Miguel se queda parado, esperando el veredicto de Martín.
—Andá —le apura, sin saber que espera su opinión—. María y Manuel deben —risita—, querer asesinarnos ya.
—Dime si no me falta nada —se arregla algunos mechones sueltos, detrás de la oreja.
—No, nada —le pone una mano en el hombro y le da un empujoncito hacia la salida—. Si no vamos a escaparnos, dejá de torturarme, Miguel.
—Igual... Puedes pensarte lo que te ofrecí —lo de ser amantes—, eso incluye viajes —le da un beso en la comisura de los labios y empuja más la puerta, para que se abra en su totalidad.
Martín le empuja para que salga y por eso sufre. Le abrió la puerta, hizo la reverencia. Es duro para él... Porque le esta diciendo «¡sal, sal de mi vida! (con una pose dramática)», pero en su mente. Y Miguel sale, caminando orondo. Mirando de reojo que le siga Martín, sin enterarse absolutamente nada de su drama interno, aunque también lo comparta, de una manera que siente que si lo verbaliza... La va a cagar más. Sí, mírenlo, sigue esperando con todo su corazón que Martín sea más amante que amigo con derechos, de esos que son hace varios años.

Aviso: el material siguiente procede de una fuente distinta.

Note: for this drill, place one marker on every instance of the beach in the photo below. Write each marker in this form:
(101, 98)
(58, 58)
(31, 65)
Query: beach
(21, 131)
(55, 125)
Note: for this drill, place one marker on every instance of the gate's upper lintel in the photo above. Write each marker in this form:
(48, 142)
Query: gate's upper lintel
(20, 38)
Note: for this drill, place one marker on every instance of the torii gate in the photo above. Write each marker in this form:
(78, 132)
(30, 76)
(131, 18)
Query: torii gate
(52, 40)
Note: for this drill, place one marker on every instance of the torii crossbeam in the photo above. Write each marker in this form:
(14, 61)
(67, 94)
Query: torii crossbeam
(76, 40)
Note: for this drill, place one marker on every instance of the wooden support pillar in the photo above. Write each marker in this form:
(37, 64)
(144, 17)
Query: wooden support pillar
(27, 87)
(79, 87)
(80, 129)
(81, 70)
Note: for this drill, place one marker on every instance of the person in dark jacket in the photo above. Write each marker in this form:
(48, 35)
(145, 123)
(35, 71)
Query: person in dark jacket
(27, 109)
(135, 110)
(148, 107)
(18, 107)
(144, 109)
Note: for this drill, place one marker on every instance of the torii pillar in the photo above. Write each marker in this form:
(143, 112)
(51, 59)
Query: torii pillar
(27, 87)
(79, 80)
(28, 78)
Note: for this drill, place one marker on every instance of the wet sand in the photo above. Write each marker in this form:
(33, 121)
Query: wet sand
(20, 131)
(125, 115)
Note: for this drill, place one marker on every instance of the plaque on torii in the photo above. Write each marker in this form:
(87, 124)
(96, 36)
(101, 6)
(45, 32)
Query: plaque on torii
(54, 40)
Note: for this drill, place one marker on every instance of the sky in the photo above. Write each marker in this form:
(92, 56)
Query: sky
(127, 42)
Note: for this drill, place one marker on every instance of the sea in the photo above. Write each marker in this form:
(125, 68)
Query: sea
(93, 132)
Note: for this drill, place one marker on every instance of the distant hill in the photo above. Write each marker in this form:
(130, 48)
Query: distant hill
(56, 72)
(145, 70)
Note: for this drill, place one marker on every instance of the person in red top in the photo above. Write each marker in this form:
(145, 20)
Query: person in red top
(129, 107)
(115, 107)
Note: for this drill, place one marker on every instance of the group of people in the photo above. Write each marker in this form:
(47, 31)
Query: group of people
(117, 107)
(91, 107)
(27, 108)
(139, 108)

María esta a punto de la embolia, esperándoles.
Martín cierra la puerta detrás de ellos.
—Te voy a tener agarrado de las pelotas —le molesta, por dispersar el ambiente—, si te portás mal... Tengo las fotos.
Francisco espera en el altar, nervioso. Nervioso como su hermana, María, horas antes de abrir su fiesta de quince años. Junto a él, Paloma trata de calmarlo... Mientras Manuel (su padrino de bodas) espera a un lado, mirando el reloj.
Miguel llega y... Se pone mil veces más nervioso cuando ve a Pancho, quiere mear.
Y otra vez, para melancolía de todos, jamás llega a oír el último comentario-advertencia de Martín.
A Tigrilla le sorprendió la sincronía de estos dos.